Matthew Wilcox <willy@xxxxxxxxxxxxx> · Wed, 7 Apr 2021 22:27:12 +0100

On Wed, Apr 07, 2021 at 02:20:27PM -0700, Michel Lespinasse wrote:
> On Wed, Apr 07, 2021 at 04:40:34PM +0200, Peter Zijlstra wrote:
> > On Tue, Apr 06, 2021 at 06:44:49PM -0700, Michel Lespinasse wrote:
> > > In the speculative case, call the vm_ops->fault() method from within
> > > an rcu read locked section, and verify the mmap sequence lock at the
> > > start of the section. A match guarantees that the original vma is still
> > > valid at that time, and that the associated vma->vm_file stays valid
> > > while the vm_ops->fault() method is running.
> > > 
> > > Note that this implies that speculative faults can not sleep within
> > > the vm_ops->fault method.

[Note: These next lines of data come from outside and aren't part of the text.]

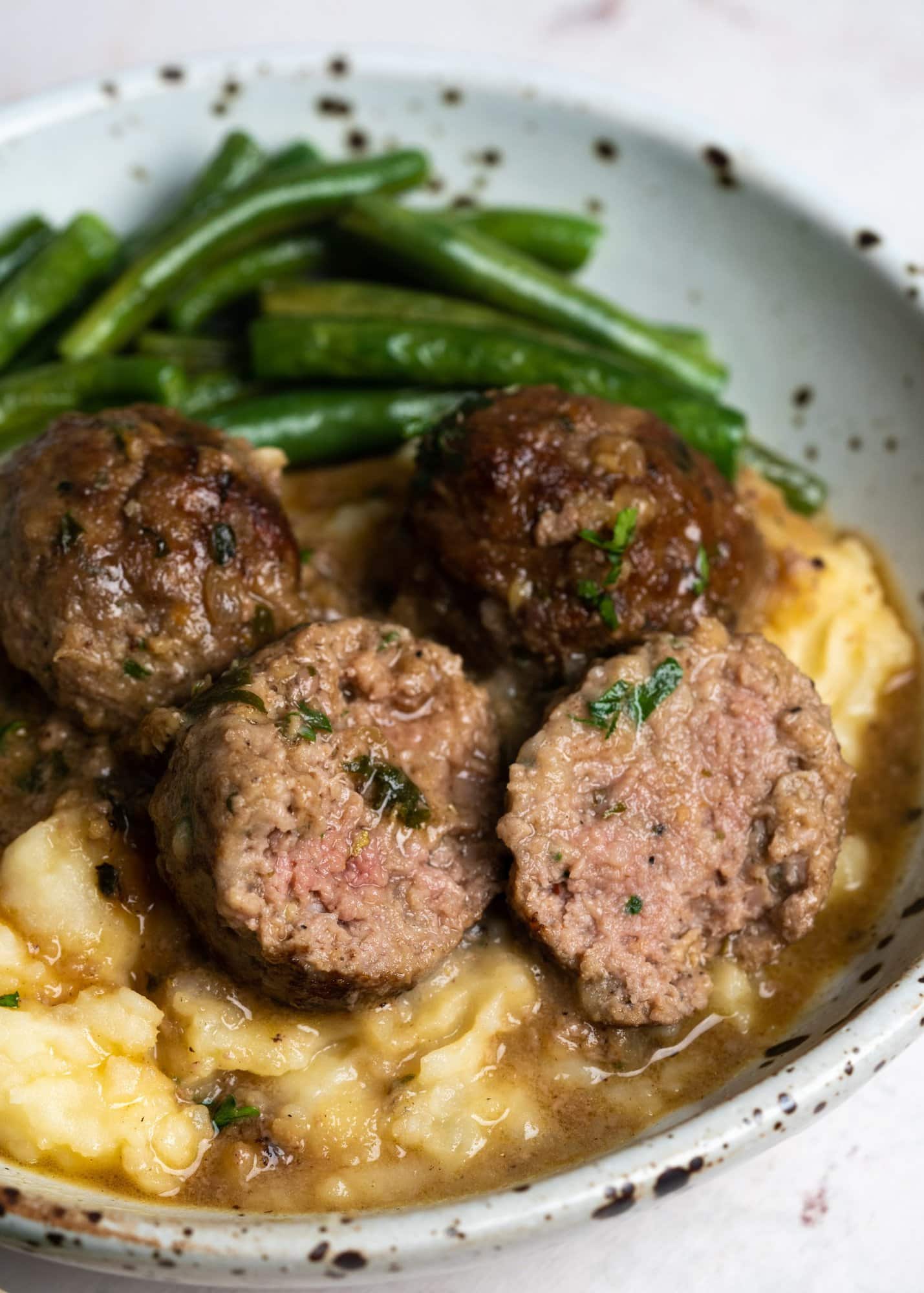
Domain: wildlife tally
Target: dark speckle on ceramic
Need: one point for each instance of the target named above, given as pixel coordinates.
(671, 1180)
(330, 107)
(350, 1260)
(618, 1202)
(722, 166)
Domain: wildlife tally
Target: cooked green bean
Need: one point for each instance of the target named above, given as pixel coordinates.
(55, 389)
(52, 279)
(334, 426)
(464, 261)
(208, 391)
(342, 297)
(449, 355)
(267, 208)
(20, 244)
(298, 153)
(557, 239)
(193, 354)
(244, 275)
(802, 491)
(237, 161)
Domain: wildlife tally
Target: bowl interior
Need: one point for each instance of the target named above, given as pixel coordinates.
(786, 294)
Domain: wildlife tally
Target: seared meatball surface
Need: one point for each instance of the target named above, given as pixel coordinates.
(142, 553)
(580, 526)
(328, 822)
(690, 791)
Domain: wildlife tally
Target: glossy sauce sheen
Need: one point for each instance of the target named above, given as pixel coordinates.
(593, 1088)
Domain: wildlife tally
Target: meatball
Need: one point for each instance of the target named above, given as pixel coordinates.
(328, 820)
(580, 526)
(690, 791)
(143, 551)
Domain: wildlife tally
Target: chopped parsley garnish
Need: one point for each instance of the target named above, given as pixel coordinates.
(69, 532)
(624, 532)
(303, 723)
(223, 542)
(639, 701)
(599, 602)
(230, 690)
(263, 623)
(16, 727)
(135, 670)
(108, 880)
(389, 789)
(228, 1111)
(596, 595)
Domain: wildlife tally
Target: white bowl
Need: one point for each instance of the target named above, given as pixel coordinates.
(788, 293)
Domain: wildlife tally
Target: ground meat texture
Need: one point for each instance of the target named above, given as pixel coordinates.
(508, 491)
(329, 826)
(639, 848)
(142, 553)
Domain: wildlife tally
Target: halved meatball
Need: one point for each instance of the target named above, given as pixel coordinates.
(690, 791)
(328, 820)
(142, 551)
(580, 526)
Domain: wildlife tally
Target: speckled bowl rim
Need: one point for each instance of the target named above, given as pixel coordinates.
(191, 1246)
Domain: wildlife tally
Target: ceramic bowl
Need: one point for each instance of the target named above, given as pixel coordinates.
(819, 320)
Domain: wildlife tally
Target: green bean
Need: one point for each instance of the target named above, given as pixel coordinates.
(298, 153)
(267, 208)
(20, 244)
(51, 281)
(349, 299)
(334, 426)
(449, 355)
(802, 491)
(55, 389)
(334, 297)
(205, 392)
(193, 354)
(244, 275)
(464, 261)
(237, 161)
(557, 239)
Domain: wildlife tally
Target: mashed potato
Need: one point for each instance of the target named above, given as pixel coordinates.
(105, 1062)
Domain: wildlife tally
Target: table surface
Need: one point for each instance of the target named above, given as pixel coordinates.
(836, 87)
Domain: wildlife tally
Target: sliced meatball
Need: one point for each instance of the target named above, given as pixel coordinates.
(690, 791)
(580, 526)
(328, 818)
(142, 553)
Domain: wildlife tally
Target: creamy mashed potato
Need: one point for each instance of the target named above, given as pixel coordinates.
(116, 1044)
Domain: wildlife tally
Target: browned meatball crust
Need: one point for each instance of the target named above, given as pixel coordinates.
(142, 553)
(329, 826)
(639, 846)
(513, 495)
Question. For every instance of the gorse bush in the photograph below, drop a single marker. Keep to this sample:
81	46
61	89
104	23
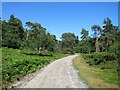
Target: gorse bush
16	63
100	57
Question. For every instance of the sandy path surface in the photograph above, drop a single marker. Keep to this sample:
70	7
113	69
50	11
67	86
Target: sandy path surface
58	74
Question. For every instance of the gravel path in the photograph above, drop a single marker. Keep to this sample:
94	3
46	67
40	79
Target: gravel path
58	74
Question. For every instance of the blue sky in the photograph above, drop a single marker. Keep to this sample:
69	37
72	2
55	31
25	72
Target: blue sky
61	17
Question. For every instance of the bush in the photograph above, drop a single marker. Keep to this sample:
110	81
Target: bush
99	57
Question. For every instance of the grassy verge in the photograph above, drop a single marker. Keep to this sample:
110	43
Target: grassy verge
17	63
94	76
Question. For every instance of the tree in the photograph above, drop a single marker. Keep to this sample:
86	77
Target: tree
84	34
97	31
109	34
13	32
69	41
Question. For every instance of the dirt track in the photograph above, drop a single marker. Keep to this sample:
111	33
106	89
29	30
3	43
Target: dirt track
58	74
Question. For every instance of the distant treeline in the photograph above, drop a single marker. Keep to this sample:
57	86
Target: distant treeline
34	36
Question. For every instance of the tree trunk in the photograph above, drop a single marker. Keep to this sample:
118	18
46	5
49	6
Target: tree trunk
97	43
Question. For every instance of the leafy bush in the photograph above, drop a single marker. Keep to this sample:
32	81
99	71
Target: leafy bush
16	63
99	57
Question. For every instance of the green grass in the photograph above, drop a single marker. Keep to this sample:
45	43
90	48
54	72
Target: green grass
18	63
96	77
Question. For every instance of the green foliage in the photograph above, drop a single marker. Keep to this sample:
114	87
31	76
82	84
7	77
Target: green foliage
69	41
101	57
17	63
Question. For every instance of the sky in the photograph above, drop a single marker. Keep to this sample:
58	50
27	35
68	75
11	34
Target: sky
62	17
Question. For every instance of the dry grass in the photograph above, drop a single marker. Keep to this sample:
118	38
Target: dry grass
89	74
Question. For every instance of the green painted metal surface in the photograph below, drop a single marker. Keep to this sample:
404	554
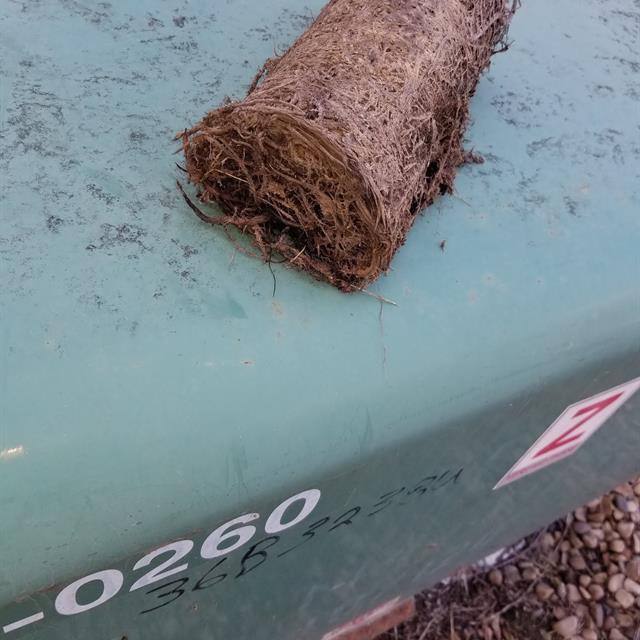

We will only attempt to fetch existing pages
> > > from the page cache during speculative faults; any miss (or prefetch)
> > > will be handled by falling back to non-speculative fault handling.
> > > 
> > > The speculative handling case also does not preallocate page tables,
> > > as it is always called with a pre-existing page table.
> > 
> > So what's wrong with SRCU ? Laurent mumbled something about frequent
> > SRCU kthread activity being a problem; is that still so and is that
> > fundamentally unfixable?
> > 
> > Because to me it seems a much more natural solution to the whole thing.
> 
> The short answer is that I did not try SRCU. My thought process was,
> page cache already uses an RCU read lock, I just need to expand its
> scope a little.
> 
> Using SRCU might allow us to hit disk during speculative faults; OTOH
> we may need to switch to a more robust validation mechanism than the
> global counter to reap any benefits.

Why would you want to do I/O under SRCU?!  The benefit of SRCU is that
you can allocate page tables under SRCU.

Doing I/O without any lock held already works; it just uses the file
refcount.  It would be better to use a vma refcount, as I already said.